PhytoGen® brand varieties with the Enlist® cotton trait give growers more weed control options in one convenient system for better control of yield-robbing weeds. Tolerance to 2,4-D choline, glyphosate and glufosinate allow for in-crop herbicide applications so growers can fight back against hard-to-control and resistant weeds — including glyphosate-resistant Palmer amaranth.

“We fight horrible pigweed populations on our farm,” he says. “The 2,4-D choline seems to be a better solution than dicamba, especially with peanuts in rotation.”

Sikes is pleased with the performance of Enlist Duo® herbicide, a convenient blend of 2,4-D choline and glyphosate, and he’s really excited about the new Enlist One herbicide that he used on a trial basis in 2017. Enlist One is a straight-goods 2,4-D choline featuring Colex-D® technology.

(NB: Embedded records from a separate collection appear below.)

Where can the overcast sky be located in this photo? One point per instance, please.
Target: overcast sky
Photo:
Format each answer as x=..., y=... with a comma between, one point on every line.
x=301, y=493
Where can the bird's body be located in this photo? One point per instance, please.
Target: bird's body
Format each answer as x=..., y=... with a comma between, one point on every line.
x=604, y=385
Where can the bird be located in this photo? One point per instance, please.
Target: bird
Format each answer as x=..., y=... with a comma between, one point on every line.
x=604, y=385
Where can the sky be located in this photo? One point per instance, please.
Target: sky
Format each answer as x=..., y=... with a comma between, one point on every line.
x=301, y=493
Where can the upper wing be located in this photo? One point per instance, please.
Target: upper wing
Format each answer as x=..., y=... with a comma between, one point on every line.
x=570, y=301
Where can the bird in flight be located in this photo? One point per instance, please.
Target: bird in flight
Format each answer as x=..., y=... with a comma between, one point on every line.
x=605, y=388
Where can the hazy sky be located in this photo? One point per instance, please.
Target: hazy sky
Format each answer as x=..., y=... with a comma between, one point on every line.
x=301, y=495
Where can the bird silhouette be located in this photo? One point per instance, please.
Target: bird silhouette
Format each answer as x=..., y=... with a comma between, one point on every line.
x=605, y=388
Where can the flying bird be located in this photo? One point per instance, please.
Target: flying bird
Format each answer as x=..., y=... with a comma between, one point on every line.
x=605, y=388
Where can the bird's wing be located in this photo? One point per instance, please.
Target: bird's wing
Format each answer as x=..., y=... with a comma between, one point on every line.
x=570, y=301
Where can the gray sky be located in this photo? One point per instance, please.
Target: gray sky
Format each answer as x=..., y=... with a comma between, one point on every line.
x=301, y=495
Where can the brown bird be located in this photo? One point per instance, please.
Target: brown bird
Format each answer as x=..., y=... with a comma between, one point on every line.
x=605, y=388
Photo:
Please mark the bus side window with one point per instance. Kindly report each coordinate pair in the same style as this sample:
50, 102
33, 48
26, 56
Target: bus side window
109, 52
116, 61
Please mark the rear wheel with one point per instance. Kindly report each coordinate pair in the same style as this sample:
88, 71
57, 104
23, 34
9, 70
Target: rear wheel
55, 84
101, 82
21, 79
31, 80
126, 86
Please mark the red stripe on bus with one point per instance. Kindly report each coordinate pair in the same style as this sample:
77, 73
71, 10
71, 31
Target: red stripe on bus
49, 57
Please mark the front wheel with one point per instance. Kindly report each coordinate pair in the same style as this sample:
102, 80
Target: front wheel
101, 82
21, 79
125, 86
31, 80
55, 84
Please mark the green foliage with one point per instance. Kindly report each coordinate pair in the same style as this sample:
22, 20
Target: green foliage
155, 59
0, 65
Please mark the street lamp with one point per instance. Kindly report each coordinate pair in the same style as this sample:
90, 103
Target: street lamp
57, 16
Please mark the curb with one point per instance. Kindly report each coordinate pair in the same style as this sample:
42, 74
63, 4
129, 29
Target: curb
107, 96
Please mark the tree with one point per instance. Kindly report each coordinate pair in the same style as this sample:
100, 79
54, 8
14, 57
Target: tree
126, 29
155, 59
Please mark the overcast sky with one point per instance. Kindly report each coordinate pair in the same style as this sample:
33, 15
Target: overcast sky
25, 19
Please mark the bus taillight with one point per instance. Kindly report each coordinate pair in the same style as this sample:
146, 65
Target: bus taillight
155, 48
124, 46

He calls the weed control activity of Enlist One tank mixed with glufosinate “unreal,” saying it provided complete control of even the toughest-to-kill weeds.

“You can’t mix glufosinate with dicamba. The combo of Enlist One and glufosinate is unbeatable for weed control,” Sikes says. “I’m really impressed with what it did. The convenience of being able to spray those two herbicides together was a huge time savings.”

Sikes’ herbicide program for his PhytoGen Enlist varieties consisted of a tank mix of one quart per acre of Enlist One and one quart per acre of glufosinate, applied at the eight- to 10-leaf stage. Two to three weeks later, he treated his cotton with an application of Enlist Duo.

“I’m still learning about the Enlist system, but I really like what I’m seeing thus far,” he says. “If I’m looking for control of tough-to-kill weeds, especially pigweed, I’m going with the Enlist system versus the competitor’s weed control system.”